If a rectangle of area 24 can be partitioned into exactly 3

[BTGModeratorVI]

If a rectangle of area 24 can be partitioned into exactly 3 nonoverlapping squares of equal area, what is the length of the longest side of the rectangle?

A. 2√2
B. 6
C. 8
D. 6√2
E. 12√2

Answer: D
Source: Official Guide

[swerve]

If a rectangle of area 24 can be partitioned into exactly 3 nonoverlapping squares of equal area, what is the length of the longest side of the rectangle?

A. 2√2
B. 6
C. 8
D. 6√2
E. 12√2

Answer: D
Source: Official Guide

Area of rectangle: \(L\cdot W = 24\)

Since the areas of the 3 squares are equal, we can divide by 3 to get the area of 1 square.
\(\dfrac{L\cdot W}{3} = 8\)
side\(^2 = 8\)
side \(= 2\sqrt{2}\)

This is trap answer A

B, C are also out because the side length won't be an integer, so D, E are left.
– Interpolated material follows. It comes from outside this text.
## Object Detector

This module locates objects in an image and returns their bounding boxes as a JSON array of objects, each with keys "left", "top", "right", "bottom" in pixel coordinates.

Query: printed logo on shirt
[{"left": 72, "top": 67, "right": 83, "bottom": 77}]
The side of the square is the shorter side of the rectangle, to find the other side multiply \(2\sqrt{2} \cdot 3 = 6\sqrt{2}\)

[Brent@GMATPrepNow]

If a rectangle of area 24 can be partitioned into exactly 3 nonoverlapping squares of equal area, what is the length of the longest side of the rectangle?

A. 2√2
B. 6
C. 8
D. 6√2
E. 12√2

Answer: D
Source: Official Guide

Let's work backwards

Here are 3 squares (with sides length x) comprising a rectangle


So, the rectangle has base of 3x and height of x


GIVEN: The rectangle has area 24
Area of rectangle = (base)(height)

We can write: 24 = (3x)(x)
Simplify: 24 = 3x²
So 8 = x²
This means x = √8 = √[(4)(2)] = (√4)(√2) = 2√2

What is the length of the longest side of the rectangle?
The longest side had length 3x
3x = 3(2√2) = 6√2

Answer: D

Cheers,
Brent

[Scott@TargetTestPrep]

If a rectangle of area 24 can be partitioned into exactly 3 nonoverlapping squares of equal area, what is the length of the longest side of the rectangle?

A. 2√2
B. 6
C. 8
D. 6√2
E. 12√2

Answer: D
Source: Official Guide

Since the 3 non overlapping squares have equal area, the area of each square is 24/3 = 8, and thus the side of each square is √8. Therefore, the rectangle’s width is √8, and its length is 3 times the width, or 3√8 = 3(2√2) = 6√2.

Answer: D